We were temp-parents of two traveling German 20-somethings last week, and it gave me a chance to pump them for information on their high school/college systems– as well as show off the city I love. I don’t know the details of the German education model in depth, but I’ve always thought, on the surface, it makes more sense than our system. Vanessa and Johannes–both on their way to university this fall– gave me a CliffsNotes version. That’s why the headline this morning that Maine is dipping its toe in the water of a five-year high school plan caught my eye.
The idea behind Maine’s program, which is still in the taskforce stage, is that high school students could take introductory-level college courses (both four-year college and two-year technical courses) ”so that in five years of high school, they could graduate with a high school diploma and an associate degree, or two years of transferable college credits, all for free,” reports the Bangor Daily News .
Now that makes sense. Encouragingly, they’re not ignoring vocational coursework in the planning process. The Times’ David Leonhardt may keep hammering on the point that four-college still pays (“The next time you hear naysayers poormouth college,” he reports, “ask them if they plan to send their own children”), but the reality remains: nearly half of all freshmen in four-colleges do not make it to graduation, and the only reason the payback from college is rising (for now) is because the bottom has dropped out. The wages of those with a BA have been flat since 2002 while the wages of those with only a high school degree are falling like the bottom tearing out of a grocery bag. What Leonhardt skims over in his argument is that the college premium, as it is called, is based largely on comparing the wages of four-year college grads with those with just a high school degree. It doesn’t typically factor in the wages of those with some college or a two-year degree, like in this chart. (And notice how flat the premium since 2002.)
We tend to believe that if we just funnel more kids into four-year college we’ll solve the problem of a declining middle class and a threatened standard of living, ignoring the other option: raising the wages of those with less education. But we’re hanging our hat on an assumption that is in many ways, wishful thinking. The number of available jobs depends not on the number of qualified candidates, but on the size and growth of the economy. The economy grows when consumers demand more things, not when we pass education reforms that encourage more kids to go to college.
There is no shortage of four-year college graduates. If that were the case, employers would have gobbled up these underemployed (and underpaid) college graduates slinging drinks or working retail, at regular rates of pay. So the question is, how long before the surplus of college grads drags down their wages along with others? As Econ 101 says, if there’s a surplus, wages for college grads will decline. Since 2002, their wages have been flat, so it won’t take much to push them into negative numbers.

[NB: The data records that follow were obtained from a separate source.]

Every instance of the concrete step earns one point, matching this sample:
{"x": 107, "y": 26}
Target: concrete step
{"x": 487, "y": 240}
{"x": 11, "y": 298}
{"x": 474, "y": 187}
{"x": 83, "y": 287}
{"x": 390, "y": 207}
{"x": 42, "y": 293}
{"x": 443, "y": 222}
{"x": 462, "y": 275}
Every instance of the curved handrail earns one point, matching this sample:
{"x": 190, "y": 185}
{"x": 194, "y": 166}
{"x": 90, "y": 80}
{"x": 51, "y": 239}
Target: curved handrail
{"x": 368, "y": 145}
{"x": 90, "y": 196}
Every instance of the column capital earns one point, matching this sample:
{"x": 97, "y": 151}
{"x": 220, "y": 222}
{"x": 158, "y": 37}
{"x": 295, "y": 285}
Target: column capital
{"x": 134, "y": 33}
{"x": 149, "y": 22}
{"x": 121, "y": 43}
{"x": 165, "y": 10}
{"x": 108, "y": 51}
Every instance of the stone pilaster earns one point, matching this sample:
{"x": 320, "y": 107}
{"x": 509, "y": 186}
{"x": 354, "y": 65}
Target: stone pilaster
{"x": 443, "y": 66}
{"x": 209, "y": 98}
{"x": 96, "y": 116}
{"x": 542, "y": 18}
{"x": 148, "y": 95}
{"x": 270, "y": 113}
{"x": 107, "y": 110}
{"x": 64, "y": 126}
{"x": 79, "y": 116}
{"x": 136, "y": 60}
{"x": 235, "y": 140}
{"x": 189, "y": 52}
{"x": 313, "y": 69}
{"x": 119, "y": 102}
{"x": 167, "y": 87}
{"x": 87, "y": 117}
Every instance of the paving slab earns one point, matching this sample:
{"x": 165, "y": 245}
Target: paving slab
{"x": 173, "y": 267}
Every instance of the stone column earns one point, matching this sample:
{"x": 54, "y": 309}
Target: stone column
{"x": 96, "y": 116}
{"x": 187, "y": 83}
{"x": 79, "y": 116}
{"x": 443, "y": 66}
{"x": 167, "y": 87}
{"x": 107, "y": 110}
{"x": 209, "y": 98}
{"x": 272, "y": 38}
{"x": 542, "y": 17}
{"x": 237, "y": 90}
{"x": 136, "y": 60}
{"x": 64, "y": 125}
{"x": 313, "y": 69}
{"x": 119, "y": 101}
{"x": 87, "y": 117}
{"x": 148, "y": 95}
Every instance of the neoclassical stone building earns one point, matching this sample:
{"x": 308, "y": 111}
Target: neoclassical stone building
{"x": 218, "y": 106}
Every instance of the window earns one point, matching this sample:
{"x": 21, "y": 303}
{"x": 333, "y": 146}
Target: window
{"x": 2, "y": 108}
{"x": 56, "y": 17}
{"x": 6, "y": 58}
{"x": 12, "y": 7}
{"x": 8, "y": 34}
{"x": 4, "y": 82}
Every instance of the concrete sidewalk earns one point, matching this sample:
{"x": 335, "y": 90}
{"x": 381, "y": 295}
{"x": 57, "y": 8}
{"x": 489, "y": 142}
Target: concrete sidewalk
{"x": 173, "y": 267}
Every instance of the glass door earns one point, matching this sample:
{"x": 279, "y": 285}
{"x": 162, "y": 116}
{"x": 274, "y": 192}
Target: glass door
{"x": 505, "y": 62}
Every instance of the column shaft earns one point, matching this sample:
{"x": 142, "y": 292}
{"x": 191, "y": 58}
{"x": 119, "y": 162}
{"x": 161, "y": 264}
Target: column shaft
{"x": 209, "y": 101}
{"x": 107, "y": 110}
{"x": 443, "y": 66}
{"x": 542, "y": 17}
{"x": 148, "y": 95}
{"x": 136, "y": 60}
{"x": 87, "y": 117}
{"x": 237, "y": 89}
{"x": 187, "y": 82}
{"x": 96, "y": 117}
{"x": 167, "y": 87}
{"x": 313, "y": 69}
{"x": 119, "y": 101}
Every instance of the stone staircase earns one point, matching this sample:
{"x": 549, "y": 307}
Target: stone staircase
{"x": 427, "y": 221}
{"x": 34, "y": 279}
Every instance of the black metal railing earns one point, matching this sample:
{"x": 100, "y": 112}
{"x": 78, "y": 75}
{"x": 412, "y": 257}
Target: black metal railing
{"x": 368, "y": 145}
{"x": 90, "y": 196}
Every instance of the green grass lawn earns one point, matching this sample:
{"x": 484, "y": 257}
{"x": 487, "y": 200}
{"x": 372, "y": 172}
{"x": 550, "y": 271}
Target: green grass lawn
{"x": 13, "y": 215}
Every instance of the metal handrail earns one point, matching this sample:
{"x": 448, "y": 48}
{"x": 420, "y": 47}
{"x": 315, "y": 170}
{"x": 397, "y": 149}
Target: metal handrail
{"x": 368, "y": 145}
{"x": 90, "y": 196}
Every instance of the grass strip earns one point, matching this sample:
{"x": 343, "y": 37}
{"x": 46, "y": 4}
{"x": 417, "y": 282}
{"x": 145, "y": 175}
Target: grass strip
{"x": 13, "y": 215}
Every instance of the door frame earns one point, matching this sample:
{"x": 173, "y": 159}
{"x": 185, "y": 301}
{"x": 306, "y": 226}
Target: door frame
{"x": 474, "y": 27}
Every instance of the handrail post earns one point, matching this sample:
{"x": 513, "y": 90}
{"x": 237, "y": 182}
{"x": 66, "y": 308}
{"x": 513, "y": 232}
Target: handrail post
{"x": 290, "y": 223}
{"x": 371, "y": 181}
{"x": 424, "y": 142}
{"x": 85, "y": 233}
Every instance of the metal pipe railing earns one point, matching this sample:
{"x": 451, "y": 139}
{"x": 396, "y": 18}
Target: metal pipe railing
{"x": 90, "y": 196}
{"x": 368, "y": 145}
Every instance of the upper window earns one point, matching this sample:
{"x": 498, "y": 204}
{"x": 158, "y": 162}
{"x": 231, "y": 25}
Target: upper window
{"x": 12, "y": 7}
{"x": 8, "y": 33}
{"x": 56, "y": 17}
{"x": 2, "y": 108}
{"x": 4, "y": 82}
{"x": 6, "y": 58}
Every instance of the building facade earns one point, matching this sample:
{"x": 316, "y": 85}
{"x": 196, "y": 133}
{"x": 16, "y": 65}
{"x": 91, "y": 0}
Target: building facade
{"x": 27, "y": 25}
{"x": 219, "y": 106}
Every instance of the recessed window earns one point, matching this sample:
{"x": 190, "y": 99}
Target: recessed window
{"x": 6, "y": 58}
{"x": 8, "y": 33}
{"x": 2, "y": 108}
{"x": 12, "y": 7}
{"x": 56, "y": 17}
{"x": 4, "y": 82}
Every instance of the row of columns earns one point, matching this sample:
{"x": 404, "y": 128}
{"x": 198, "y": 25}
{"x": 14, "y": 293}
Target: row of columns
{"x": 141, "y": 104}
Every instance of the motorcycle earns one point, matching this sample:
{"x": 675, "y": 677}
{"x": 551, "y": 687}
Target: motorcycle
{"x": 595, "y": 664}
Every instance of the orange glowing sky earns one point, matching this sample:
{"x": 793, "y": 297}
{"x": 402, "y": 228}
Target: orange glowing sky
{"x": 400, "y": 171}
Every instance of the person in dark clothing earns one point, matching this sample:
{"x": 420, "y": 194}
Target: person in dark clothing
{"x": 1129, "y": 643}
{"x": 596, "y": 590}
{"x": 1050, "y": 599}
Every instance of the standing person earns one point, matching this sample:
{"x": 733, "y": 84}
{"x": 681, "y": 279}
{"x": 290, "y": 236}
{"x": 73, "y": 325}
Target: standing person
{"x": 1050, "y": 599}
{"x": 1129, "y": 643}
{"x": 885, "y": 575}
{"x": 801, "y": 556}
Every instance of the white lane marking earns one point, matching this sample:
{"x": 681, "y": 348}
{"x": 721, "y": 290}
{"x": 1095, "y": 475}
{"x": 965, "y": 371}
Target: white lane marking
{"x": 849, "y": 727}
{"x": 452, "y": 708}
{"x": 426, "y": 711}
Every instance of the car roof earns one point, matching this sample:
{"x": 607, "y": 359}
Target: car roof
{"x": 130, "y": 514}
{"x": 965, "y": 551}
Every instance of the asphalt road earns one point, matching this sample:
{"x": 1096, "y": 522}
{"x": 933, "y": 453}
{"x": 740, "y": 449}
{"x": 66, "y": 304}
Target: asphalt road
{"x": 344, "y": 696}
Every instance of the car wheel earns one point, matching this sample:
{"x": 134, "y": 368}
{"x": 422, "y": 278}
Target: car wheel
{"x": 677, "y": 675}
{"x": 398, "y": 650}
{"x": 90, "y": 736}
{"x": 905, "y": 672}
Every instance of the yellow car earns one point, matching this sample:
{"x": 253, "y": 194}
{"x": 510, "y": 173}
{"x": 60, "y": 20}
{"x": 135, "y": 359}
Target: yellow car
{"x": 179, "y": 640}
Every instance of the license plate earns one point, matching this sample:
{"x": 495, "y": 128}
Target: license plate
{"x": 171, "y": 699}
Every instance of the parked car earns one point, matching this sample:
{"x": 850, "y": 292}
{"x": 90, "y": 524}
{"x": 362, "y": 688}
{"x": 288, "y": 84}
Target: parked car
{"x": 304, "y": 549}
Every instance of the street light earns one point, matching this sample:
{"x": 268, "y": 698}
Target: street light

We need, in other words, to talk about this differently. I’m not saying people shouldn’t go to college. I’m just saying that “college” needs to be expanded in these discussions to include viable two-year or even shorter technical/vocational programs. The “college for all” mantra is Wobegonian. AND, we need to work on wages overall.
The Maine policymakers realize this it looks like. As one taskforce member told the Bangor paper, “We have to do more training that is tailored to the jobs that are out there and not just college or two-year degree programs.” Indeed, many needed skills for good-paying jobs can be obtained in a yearlong training program that could flow from a high school diploma, possibly at the same school building.
As one taskforce member put it, “He’s absolutely right and we have to look at that. I just paid $75 an hour to have my lawn tractor fixed. Maybe I am in the wrong line of work.”
Vannessa and Johannes would recognize this five-year high school model. In Germany, youth are slotted by around 4th grade into university tracks, vocational tracks, or a “bottom rung” track.
Before we go all ballistic about tracking, I’m not urging that. But there must be a way to connect kids early to hands-on learning that they engage with and enjoy rather than operating under the delusion that everyone is four-year college material.
In Germany, those with solid skills but less aptitude for “book learning” are required to do 10 years in school and then make a decision: continue on the university track for two more years or bail out and head over to two more years of vocational training. The key here is that the system makes this option visible early in life and there is little stigma to the choice. The kids do split off into separate buildings after tenth grade, which doesn’t make for much mixing between the groups and probably calcifies the class system, but we can work on that. (And even Germany is considering pooling everyone in the same building in the near future.)
Maine is on the right track, along with a similar effort in North Carolina. They are giving their kids more options earlier in life while trimming back the costs of college for those who attend. More innovations like these are needed rather than such a focus on prepping everyone to enroll in college. The door to college should never be shut for those who want to attend. But for those who do not, we need better options. Let’s face it. We already track in this country: we have the college track and the track right into the State Penitentiary. How’s that working for us?